Os planetas internos são os rochosos, aqueles mais próximos do Sol, também são conhecidos como os planetas terrestres. Nesse grupo se encontram: Mercúrio, Vênus, Terra e Marte.
Já os planetas externos são os gasosos — são bem maiores do que os rochosos, possuem anéis e, tipicamente, são orbitados por várias luas. Nesse grupo encontramos: Júpiter, Saturno, Urano e Netuno.
Objetos Transnetunianos
Porém, como já dito, as divisões não acabam por aí: sabemos que o Sistema Solar não termina em Netuno (olá de novo, Plutão!). A categoria de objetos encontrados depois do nosso planeta mais distante recebe o nome de Transnetunianos (TNOs). Todos os objetos encontrados entre uma distância média maior do que a de Netuno em relação ao Sol (30.1 Unidades Astronômicas) e o ponto onde acaba o Sistema Solar se encaixam nessa categoria.
Definir exatamente onde o Sistema Solar acaba não é tarefa fácil e com certeza não é consenso na comunidade científica, então não será discutido nesse texto (quem sabe no futuro?). Para fins de simplificação, podemos dizer que os Transnetunianos são todos os objetos encontrados no intervalo de (logo após) Netuno até muito longe.
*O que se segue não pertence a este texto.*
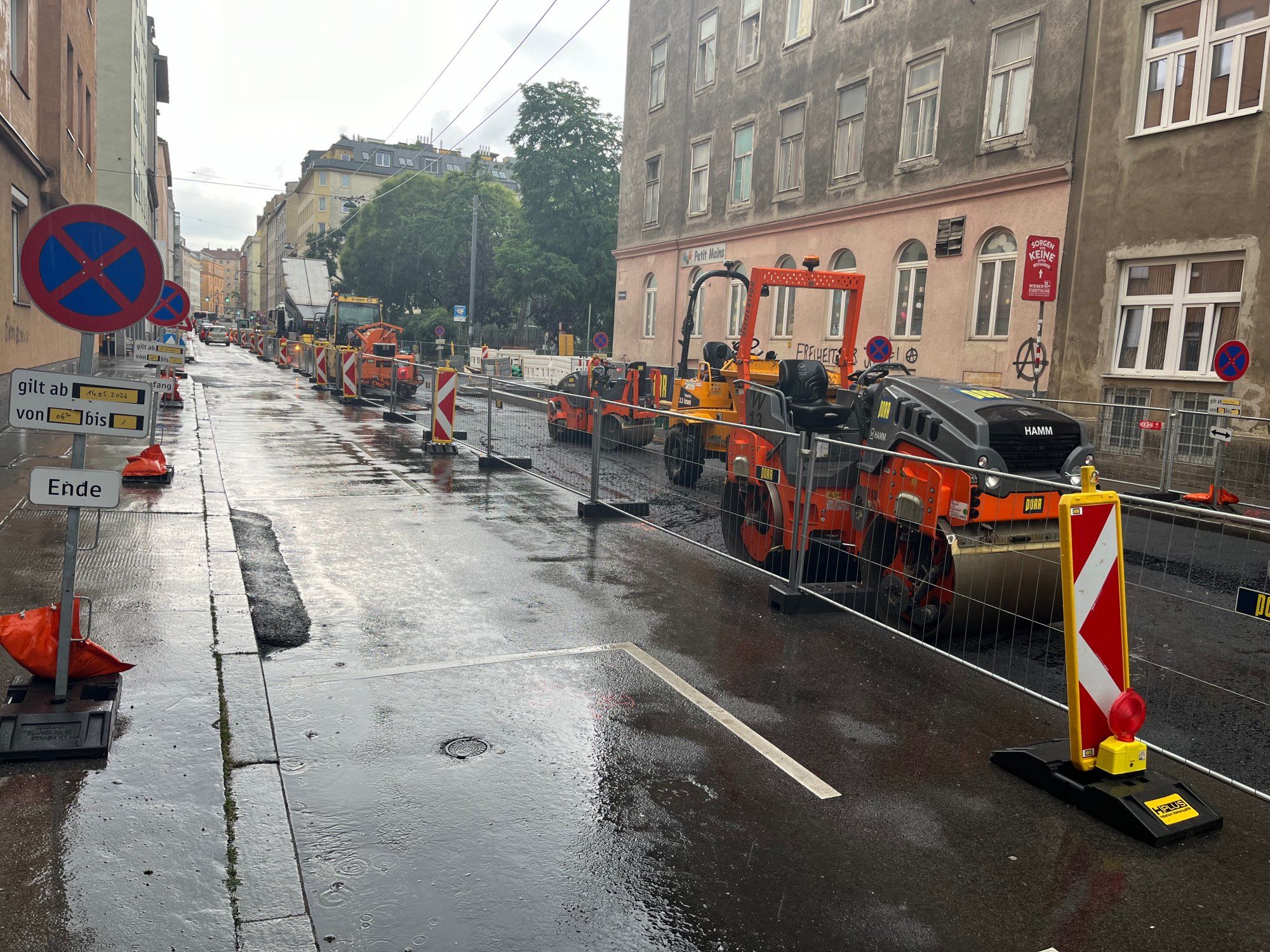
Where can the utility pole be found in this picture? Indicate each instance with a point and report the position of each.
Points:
(472, 277)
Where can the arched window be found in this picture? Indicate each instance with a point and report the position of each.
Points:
(698, 309)
(783, 307)
(998, 261)
(843, 262)
(651, 307)
(911, 290)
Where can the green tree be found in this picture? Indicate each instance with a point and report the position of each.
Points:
(568, 157)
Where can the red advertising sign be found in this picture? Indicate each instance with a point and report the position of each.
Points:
(1041, 268)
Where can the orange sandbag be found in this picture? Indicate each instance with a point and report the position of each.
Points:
(31, 638)
(149, 463)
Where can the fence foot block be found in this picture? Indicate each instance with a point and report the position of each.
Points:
(1149, 807)
(504, 464)
(612, 511)
(35, 728)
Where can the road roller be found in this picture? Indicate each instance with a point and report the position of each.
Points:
(923, 544)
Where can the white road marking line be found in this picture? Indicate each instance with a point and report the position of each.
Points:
(742, 732)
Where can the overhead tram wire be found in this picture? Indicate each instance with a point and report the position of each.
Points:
(491, 116)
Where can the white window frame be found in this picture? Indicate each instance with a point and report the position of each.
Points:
(791, 25)
(744, 56)
(784, 301)
(914, 267)
(736, 309)
(994, 261)
(657, 74)
(746, 161)
(855, 133)
(923, 100)
(652, 192)
(1178, 301)
(699, 178)
(651, 308)
(708, 53)
(1010, 70)
(1202, 46)
(782, 142)
(839, 299)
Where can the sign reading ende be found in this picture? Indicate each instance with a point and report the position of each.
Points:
(1041, 268)
(62, 403)
(699, 257)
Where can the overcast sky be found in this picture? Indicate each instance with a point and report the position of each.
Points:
(256, 84)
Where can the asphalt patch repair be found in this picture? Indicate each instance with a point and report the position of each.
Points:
(277, 611)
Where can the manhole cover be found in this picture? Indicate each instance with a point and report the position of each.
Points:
(463, 748)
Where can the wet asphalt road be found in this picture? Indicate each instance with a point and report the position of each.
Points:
(609, 812)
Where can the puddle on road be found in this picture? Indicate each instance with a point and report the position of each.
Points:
(277, 611)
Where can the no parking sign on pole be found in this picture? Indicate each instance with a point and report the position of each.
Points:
(92, 268)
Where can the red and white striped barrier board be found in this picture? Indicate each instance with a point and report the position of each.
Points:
(350, 375)
(1094, 616)
(444, 390)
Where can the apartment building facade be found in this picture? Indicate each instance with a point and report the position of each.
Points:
(919, 144)
(1169, 220)
(48, 154)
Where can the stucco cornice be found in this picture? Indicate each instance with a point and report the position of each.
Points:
(1037, 178)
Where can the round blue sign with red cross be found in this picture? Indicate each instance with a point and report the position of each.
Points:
(92, 268)
(173, 307)
(878, 350)
(1233, 361)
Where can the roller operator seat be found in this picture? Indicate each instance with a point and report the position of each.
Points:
(806, 385)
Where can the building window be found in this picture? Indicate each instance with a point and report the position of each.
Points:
(1120, 418)
(651, 307)
(1205, 60)
(783, 305)
(699, 305)
(742, 163)
(921, 109)
(849, 144)
(911, 290)
(798, 21)
(708, 32)
(843, 262)
(1194, 445)
(1175, 314)
(657, 81)
(751, 34)
(998, 263)
(736, 308)
(652, 191)
(789, 166)
(699, 191)
(1010, 81)
(20, 62)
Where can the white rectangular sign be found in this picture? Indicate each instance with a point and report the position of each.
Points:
(63, 403)
(87, 489)
(150, 354)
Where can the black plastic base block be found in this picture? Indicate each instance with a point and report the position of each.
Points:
(34, 728)
(1149, 807)
(612, 511)
(166, 480)
(502, 464)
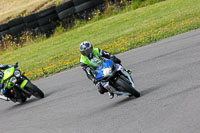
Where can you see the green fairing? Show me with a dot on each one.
(8, 73)
(9, 85)
(23, 84)
(85, 60)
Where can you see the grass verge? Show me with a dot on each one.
(117, 33)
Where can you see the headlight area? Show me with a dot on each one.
(13, 80)
(17, 73)
(107, 72)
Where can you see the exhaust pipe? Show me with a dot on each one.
(4, 98)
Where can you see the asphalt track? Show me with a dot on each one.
(167, 73)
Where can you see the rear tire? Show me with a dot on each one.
(125, 86)
(34, 90)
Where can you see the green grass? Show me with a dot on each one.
(117, 33)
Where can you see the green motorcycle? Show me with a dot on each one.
(18, 87)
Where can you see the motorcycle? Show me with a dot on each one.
(114, 77)
(17, 86)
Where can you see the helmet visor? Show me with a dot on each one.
(87, 52)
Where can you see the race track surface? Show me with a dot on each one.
(167, 73)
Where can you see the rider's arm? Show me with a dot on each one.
(109, 56)
(105, 54)
(3, 67)
(87, 70)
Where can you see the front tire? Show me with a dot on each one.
(125, 86)
(35, 90)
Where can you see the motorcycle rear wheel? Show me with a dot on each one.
(35, 90)
(125, 86)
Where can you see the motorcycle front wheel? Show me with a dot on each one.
(35, 91)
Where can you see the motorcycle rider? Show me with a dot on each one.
(87, 53)
(5, 91)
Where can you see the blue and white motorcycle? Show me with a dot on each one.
(114, 77)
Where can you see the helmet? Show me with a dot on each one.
(86, 49)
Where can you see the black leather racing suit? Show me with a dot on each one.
(87, 69)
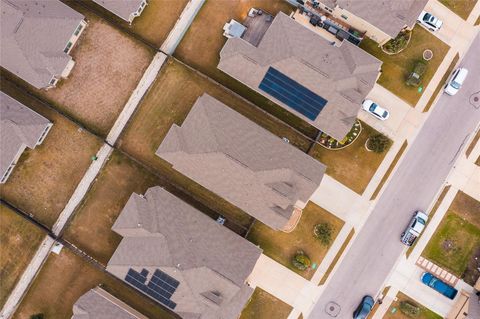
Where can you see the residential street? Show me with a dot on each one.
(419, 177)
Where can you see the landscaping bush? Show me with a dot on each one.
(409, 309)
(323, 232)
(415, 76)
(399, 43)
(301, 261)
(378, 143)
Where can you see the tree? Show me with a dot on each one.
(323, 232)
(378, 143)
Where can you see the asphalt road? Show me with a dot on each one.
(413, 187)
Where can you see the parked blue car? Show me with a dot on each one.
(440, 286)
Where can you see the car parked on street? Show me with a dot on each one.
(456, 81)
(429, 21)
(375, 109)
(364, 308)
(438, 285)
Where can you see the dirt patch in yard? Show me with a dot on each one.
(45, 178)
(19, 239)
(282, 246)
(66, 277)
(108, 67)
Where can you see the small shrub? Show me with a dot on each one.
(301, 261)
(323, 232)
(378, 143)
(409, 309)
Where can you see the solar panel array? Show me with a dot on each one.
(292, 93)
(160, 287)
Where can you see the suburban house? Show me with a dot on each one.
(20, 128)
(37, 37)
(381, 20)
(99, 304)
(125, 9)
(321, 83)
(242, 162)
(181, 258)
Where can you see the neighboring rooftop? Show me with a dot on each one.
(390, 16)
(34, 37)
(20, 127)
(242, 162)
(301, 71)
(99, 304)
(181, 258)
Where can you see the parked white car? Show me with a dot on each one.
(429, 21)
(375, 109)
(456, 81)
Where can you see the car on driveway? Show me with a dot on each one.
(438, 285)
(375, 109)
(364, 308)
(429, 21)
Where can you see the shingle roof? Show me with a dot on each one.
(390, 16)
(19, 126)
(240, 161)
(34, 35)
(122, 8)
(160, 231)
(342, 75)
(98, 304)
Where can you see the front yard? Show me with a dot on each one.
(19, 239)
(66, 277)
(282, 246)
(456, 242)
(45, 177)
(263, 305)
(201, 45)
(352, 166)
(396, 68)
(402, 303)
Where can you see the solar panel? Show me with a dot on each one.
(292, 93)
(161, 286)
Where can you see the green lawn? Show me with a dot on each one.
(396, 68)
(282, 246)
(461, 7)
(263, 305)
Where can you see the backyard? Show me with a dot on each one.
(53, 295)
(59, 164)
(395, 310)
(456, 242)
(396, 68)
(263, 305)
(461, 7)
(282, 246)
(201, 45)
(19, 239)
(352, 166)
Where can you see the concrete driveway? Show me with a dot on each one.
(413, 186)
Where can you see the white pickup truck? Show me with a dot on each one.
(415, 228)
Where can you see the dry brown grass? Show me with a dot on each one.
(282, 246)
(115, 184)
(109, 65)
(45, 177)
(66, 277)
(19, 240)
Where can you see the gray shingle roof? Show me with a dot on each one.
(122, 8)
(19, 127)
(240, 161)
(160, 231)
(34, 35)
(98, 304)
(342, 75)
(390, 16)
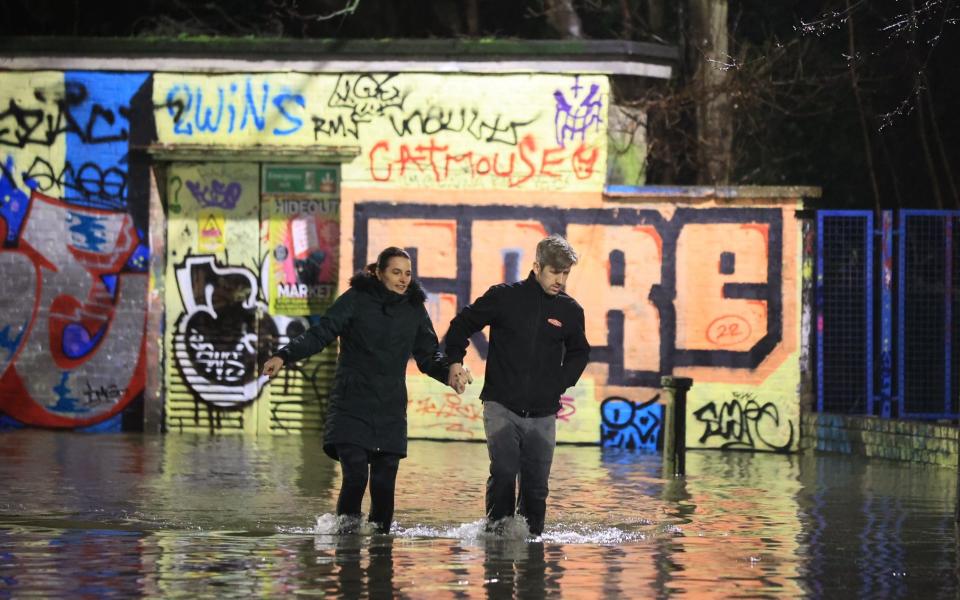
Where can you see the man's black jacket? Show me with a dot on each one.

Há uma subdivisão dos corpos transnetunianos: os que se encontram no Cinturão de Kuiper (KBOs — Kuiper Belt Objects) e os mais distantes, que se encontram no Disco Disperso (SDOs — Scattered Disk Objects).
Esses objetos são de extrema importância, muitos cientistas acreditam que eles desempenharam um papel significante na formação do Sistema Solar, enquanto outros acreditam que o comportamento desses Objetos Transnetunianos pode indicar até mesmo a existência de novos planetas, escondidos nas sombras.
Aí entramos nas dificuldades que envolvem os Transnetunianos: eles são extremamente difíceis de detectar. Até hoje, detectamos cerca de 2.000 objetos, mas tudo indica que são centenas de milhares, possivelmente milhões!
Mais difícil do que detectar um Transnetuniano é observar e extrair informações dele (como tamanho, albedo, massa, relevo, etc.). Eles se encontram a uma distância em que a luz solar mal chega, tornando-os praticamente ocultos para nós. Por muito tempo, apenas tínhamos conhecimento dos maiores (luas e planetas anões), poucos métodos de observação se aplicavam a esses corpos “invisíveis”, e é aí que entram as Ocultações Estelares.
Ocultações Estelares
Uma ocultação estelar ocorre quando a luz de uma estrela se encontra bloqueada por um objeto (como um planeta, lua, anel, asteroide ou cometa) em relação a um observador.
O principal motivo para a observação a partir de ocultações estelares é a capacidade de examinar sistemas de anéis, atmosferas e outros detalhes de corpos do sistema solar externo com precisão espacial melhor em alguns quilómetros de magnitude, em comparação com qualquer outro método de observação baseado na Terra.
Uma das maiores dificuldades na observação de Transnetunianos por meio de Ocultações Estelares envolve a precisão na previsão de quando o corpo passará pela estrela. Por se tratar de um objeto geralmente pequeno e muito distante (lembrando, no mínimo 30.1 Unidades Astronômicas) a precisão com que precisamos saber quando ele irá passar deveria ser, idealmente, de pelo menos 10 miliarcosegundos (mas), (1/1000 de arcosegundo, é um valor ridiculamente pequeno).
Com o tempo, cientistas criaram catálogos espaciais muito precisos. Os catálogos mais modernos usados por equipes observando ocultações possuem uma precisão de 300 mas, ainda longe do ideal, mas o crescimento do número de ocultações bem-sucedidas realizadas nos últimos anos nos mostra como as novas tecnologias e catálogos vêm impulsionando o método.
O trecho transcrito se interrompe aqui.